James Weaver is a Java developer, author, and speaker with a passion for helping Java to be increasingly leveraged in cloud-native and machine learning applications. He is a Java Champion, and a JavaOne Rockstar. James has written books including Inside Java, Beginning J2EE, the Pro JavaFX series, and Java with Raspberry Pi. As an Pivotal Developer Advocate, James speaks internationally at software technology conferences about Java and Cloud Native development. James tweets as @JavaFXpert, blogs at http://JavaFXpert.com and http://CulturedEar.com and may be reached at jweaver [at] pivotal.io
In the age of quantum computing, computer chip implants and artificial intelligence, it’s easy to feel left behind.
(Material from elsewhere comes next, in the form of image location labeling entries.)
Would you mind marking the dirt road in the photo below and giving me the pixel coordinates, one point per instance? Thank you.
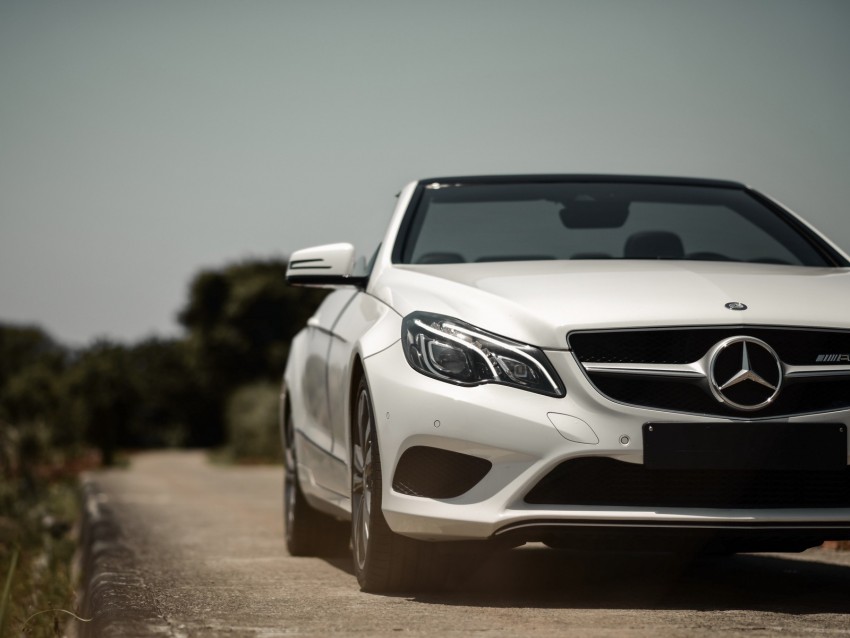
(185, 548)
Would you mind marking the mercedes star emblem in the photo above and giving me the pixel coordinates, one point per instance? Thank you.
(744, 373)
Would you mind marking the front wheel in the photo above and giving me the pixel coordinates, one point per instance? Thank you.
(383, 560)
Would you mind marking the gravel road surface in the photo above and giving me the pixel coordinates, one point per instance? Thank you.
(178, 547)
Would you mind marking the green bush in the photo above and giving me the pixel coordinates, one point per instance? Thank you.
(252, 423)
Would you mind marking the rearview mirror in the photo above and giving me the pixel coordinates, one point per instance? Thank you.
(324, 266)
For example, the term "machine learning" is increasingly bandied about in corporate settings and cocktail parties, but what is it, really?
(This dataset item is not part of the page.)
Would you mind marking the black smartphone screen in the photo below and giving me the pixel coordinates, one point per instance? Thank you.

In this session, James Weaver and Katharine Beaumont will give a gentle introduction to machine learning topics such as supervised learning, unsupervised learning, reinforcement learning, and deep learning. We'll also survey various machine learning APIs and platforms. We’ll give you an overview of what you can achieve, as well as an intuition on the maths behind machine learning.
The presenters are very aware that some material on machine learning can be maths-intensive, and off-putting if you are not confident with your calculus. Conversely, some material doesn’t go into enough detail so you don’t get a feel for how things actually work. We aim to give the session we wish we’d attended at the start of our journey: We will start right at the beginning with the basics, and build up in an approachable way to some of the most interesting techniques so you can get the most out of your machine learning adventure.